しかしながら、「同盟罷業の本質は、労働者が労働契約上負担する労務供給義務の不履行にあり、その手段、方法は、労働者が団結してその持つ労働力を使用者に利用させないことにあるのであって、これに対し使用者側がその対抗手段の一種として自らなさんとする業務の遂行行為に対し暴行、脅迫をもってこれを妨害するがごとき行為はもちろん、不法に使用者側の自由意思を抑圧し或はその財産に対する支配を阻止するような行為をすることは許されないものである」ことは、当裁判所大法廷のしばしば判示したところである(昭和二四年(オ)一〇五号同二七年一〇月二二日大法廷判決、民事判例集六巻九号八五七頁以下、昭和二三年(れ)一〇四九号同二五年一一月一五日大法廷判決、刑事判例集四巻一一号二二五七頁以下、昭和二七年(あ)四七九八号昭和三三年五月二八日大法廷判決参照)。しかるに、本件公訴事実第二の(一)の被告人塩野、同小島兼蔵、同小島信男、同長田、同後藤、同岡田等の本件蔵々発電所放水路排砂門(原判決にいわゆる水路排水門)を開放して用水を関川に放流した積極的な行為、並びに、同(二)の被告人塩野、同小島兼蔵の同所関川本流制水門(原判決にいわゆる本流排砂門)を開放し用水を関川に放流した積極的な行為が、何故に原判示にいわゆる電源職場における従業員の発電施設の運行停止行為又は発電停止の準備操作行為その他被告人等の労働契約上負担する労務供給義務の不履行行為に当るかについては、原判決は何等首肯するに足りる説示を示していないのである。従って、前記本件公訴に係る積極的な行為が正当な争議行為の範囲内にあるか否か不明であるといわなければならない。果して然らば、原判決は、既にこの点で、判決に影響を及ぼすべき理由の不備ないし事実の誤認があって、原判決を破棄しなければ、著しく正義に反するものといわざるを得ない。

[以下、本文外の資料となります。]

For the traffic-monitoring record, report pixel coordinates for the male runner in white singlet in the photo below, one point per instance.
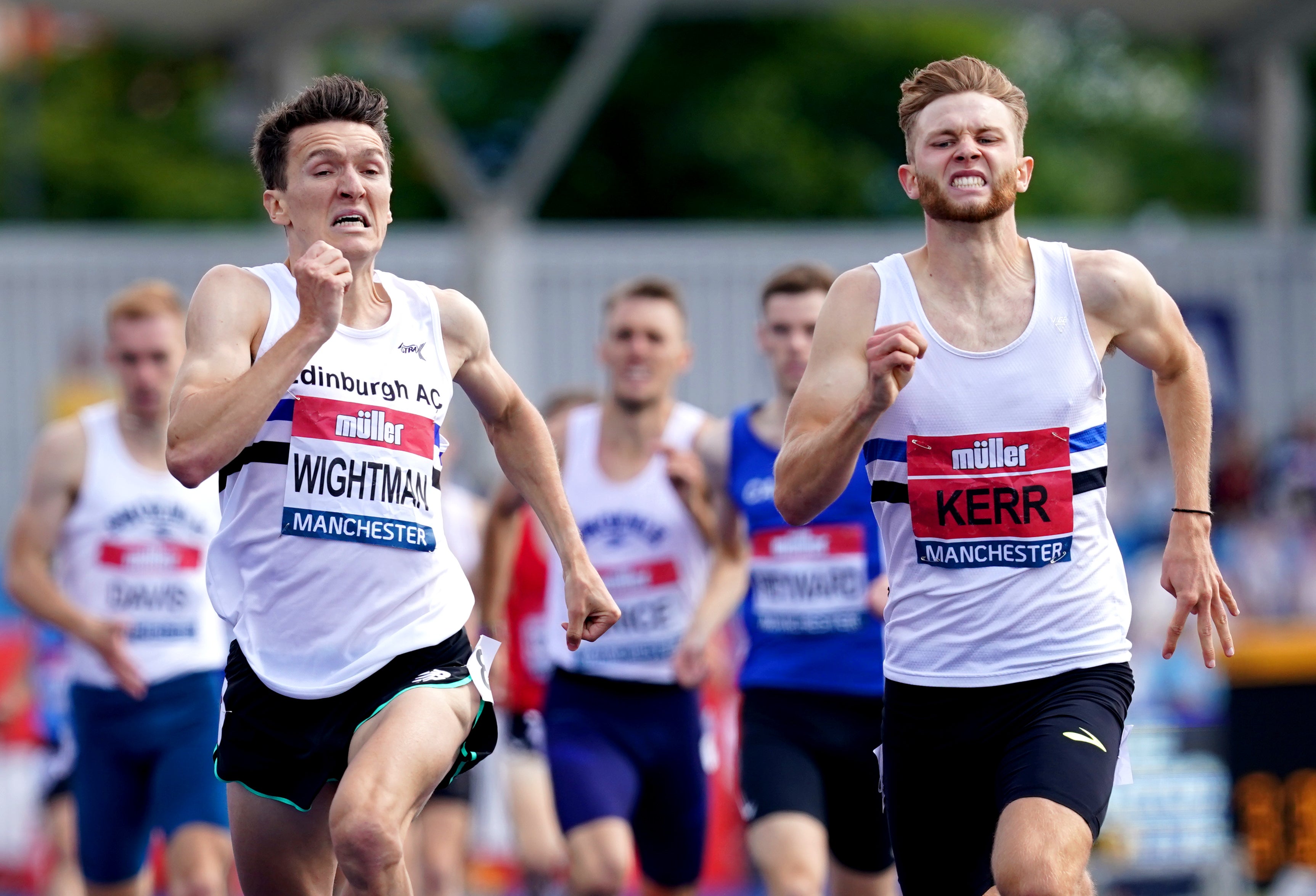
(968, 373)
(316, 389)
(623, 736)
(111, 549)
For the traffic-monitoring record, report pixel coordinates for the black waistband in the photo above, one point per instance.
(614, 685)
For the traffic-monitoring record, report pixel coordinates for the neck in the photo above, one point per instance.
(975, 260)
(636, 424)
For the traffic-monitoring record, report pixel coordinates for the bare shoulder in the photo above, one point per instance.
(465, 332)
(1109, 279)
(714, 446)
(60, 456)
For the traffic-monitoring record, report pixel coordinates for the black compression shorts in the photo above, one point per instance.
(812, 753)
(954, 758)
(288, 749)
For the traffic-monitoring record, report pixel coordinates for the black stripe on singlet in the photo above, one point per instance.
(1088, 481)
(254, 453)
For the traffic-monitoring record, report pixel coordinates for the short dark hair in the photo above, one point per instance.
(331, 98)
(798, 279)
(645, 287)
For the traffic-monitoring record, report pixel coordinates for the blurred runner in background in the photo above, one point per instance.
(812, 596)
(515, 572)
(623, 736)
(127, 544)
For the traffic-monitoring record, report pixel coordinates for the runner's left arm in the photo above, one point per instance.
(1127, 310)
(728, 580)
(530, 460)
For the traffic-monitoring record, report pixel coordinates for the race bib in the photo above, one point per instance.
(810, 580)
(652, 618)
(994, 499)
(361, 473)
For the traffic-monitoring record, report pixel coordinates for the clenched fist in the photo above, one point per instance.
(323, 278)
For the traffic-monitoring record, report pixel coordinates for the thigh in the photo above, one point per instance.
(852, 782)
(400, 755)
(593, 776)
(670, 815)
(280, 849)
(111, 788)
(939, 788)
(1067, 747)
(777, 773)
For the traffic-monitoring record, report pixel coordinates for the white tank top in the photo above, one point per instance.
(647, 548)
(989, 483)
(133, 549)
(331, 556)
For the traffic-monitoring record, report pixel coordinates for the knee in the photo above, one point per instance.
(1043, 877)
(365, 845)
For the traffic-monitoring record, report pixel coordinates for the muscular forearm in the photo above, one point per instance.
(210, 426)
(1185, 400)
(815, 467)
(527, 456)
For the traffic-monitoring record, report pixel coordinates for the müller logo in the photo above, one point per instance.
(990, 453)
(369, 426)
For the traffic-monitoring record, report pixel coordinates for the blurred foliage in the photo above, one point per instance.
(747, 119)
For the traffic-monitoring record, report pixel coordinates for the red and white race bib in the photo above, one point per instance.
(361, 473)
(991, 499)
(810, 580)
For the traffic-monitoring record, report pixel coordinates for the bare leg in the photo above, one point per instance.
(539, 836)
(1041, 849)
(62, 831)
(199, 861)
(280, 850)
(394, 765)
(601, 856)
(790, 852)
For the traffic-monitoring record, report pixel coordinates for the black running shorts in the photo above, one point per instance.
(288, 749)
(954, 758)
(812, 753)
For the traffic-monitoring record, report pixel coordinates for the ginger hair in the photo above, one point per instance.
(951, 77)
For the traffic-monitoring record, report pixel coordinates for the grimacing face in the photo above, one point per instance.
(644, 349)
(968, 160)
(145, 354)
(339, 190)
(786, 335)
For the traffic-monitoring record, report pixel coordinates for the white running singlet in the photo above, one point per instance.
(331, 556)
(989, 483)
(647, 548)
(133, 549)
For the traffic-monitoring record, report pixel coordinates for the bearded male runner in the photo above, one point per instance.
(812, 681)
(110, 548)
(316, 389)
(623, 736)
(969, 374)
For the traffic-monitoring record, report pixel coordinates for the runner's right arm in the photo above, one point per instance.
(53, 483)
(728, 580)
(853, 376)
(222, 398)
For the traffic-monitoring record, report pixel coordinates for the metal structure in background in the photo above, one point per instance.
(56, 282)
(1260, 41)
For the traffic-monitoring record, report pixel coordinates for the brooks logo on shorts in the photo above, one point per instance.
(1086, 737)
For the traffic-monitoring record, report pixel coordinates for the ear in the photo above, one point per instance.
(1024, 174)
(908, 181)
(277, 208)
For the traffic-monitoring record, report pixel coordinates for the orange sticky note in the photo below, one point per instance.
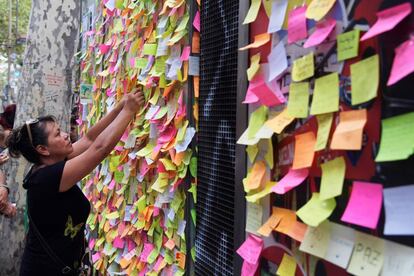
(304, 150)
(259, 40)
(348, 133)
(256, 175)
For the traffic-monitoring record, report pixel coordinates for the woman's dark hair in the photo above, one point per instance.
(19, 143)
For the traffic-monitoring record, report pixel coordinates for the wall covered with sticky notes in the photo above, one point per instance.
(335, 201)
(138, 222)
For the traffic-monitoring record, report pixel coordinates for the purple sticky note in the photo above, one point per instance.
(297, 29)
(321, 32)
(364, 205)
(387, 20)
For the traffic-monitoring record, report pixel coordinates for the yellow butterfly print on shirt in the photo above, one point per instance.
(70, 230)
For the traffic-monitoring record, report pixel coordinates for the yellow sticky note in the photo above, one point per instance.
(326, 95)
(324, 128)
(364, 80)
(348, 44)
(279, 122)
(316, 210)
(303, 68)
(287, 267)
(254, 66)
(253, 11)
(316, 240)
(298, 104)
(368, 255)
(319, 8)
(333, 174)
(348, 133)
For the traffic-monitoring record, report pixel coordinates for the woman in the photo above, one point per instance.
(57, 208)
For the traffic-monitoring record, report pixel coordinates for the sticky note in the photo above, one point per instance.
(316, 240)
(368, 255)
(324, 128)
(399, 206)
(364, 205)
(403, 65)
(253, 11)
(304, 153)
(277, 61)
(279, 122)
(277, 17)
(319, 8)
(361, 89)
(341, 244)
(398, 259)
(251, 248)
(254, 66)
(333, 174)
(348, 133)
(388, 19)
(325, 95)
(291, 180)
(259, 40)
(298, 104)
(322, 31)
(397, 138)
(303, 68)
(287, 267)
(348, 44)
(297, 29)
(316, 210)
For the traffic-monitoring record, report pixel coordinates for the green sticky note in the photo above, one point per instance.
(324, 128)
(257, 119)
(298, 104)
(326, 95)
(397, 138)
(150, 49)
(364, 80)
(333, 174)
(348, 44)
(316, 210)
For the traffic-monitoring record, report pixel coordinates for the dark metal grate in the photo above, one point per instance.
(217, 138)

次に論旨第一点は、原判決は、平和的ピケッティングの限界を逸脱する実力の行使は暴力の行使に該当しない場合においても正当な争議行為ではないとする最高裁判所の諸判例と相反する判断を為している旨主張し、同第二点において事実誤認、法令違反をも主張しているのである。しかし、所論引用の判例は、必ずしも本件に妥当しないばかりでなく、原判決は、これらの判例と相反する判断を示しているわけでもないから、判例違反の主張は採るを得ない。けれども、当裁判所は、論旨第二点(ニ)(ロ)の事実誤認の疑いある旨の主張は、その理由あるものと認める。従って、本件行為は、使用者側の業務遂行行為に対し、暴行、脅迫をもってこれを妨害した場合に当る疑あるものといわなければならない。それ故、原判決には判決に影響を及ぼすべき事実誤認又は法令違反があって、この点でも原判決を破棄しなければ著しく正義に反するものというべきである。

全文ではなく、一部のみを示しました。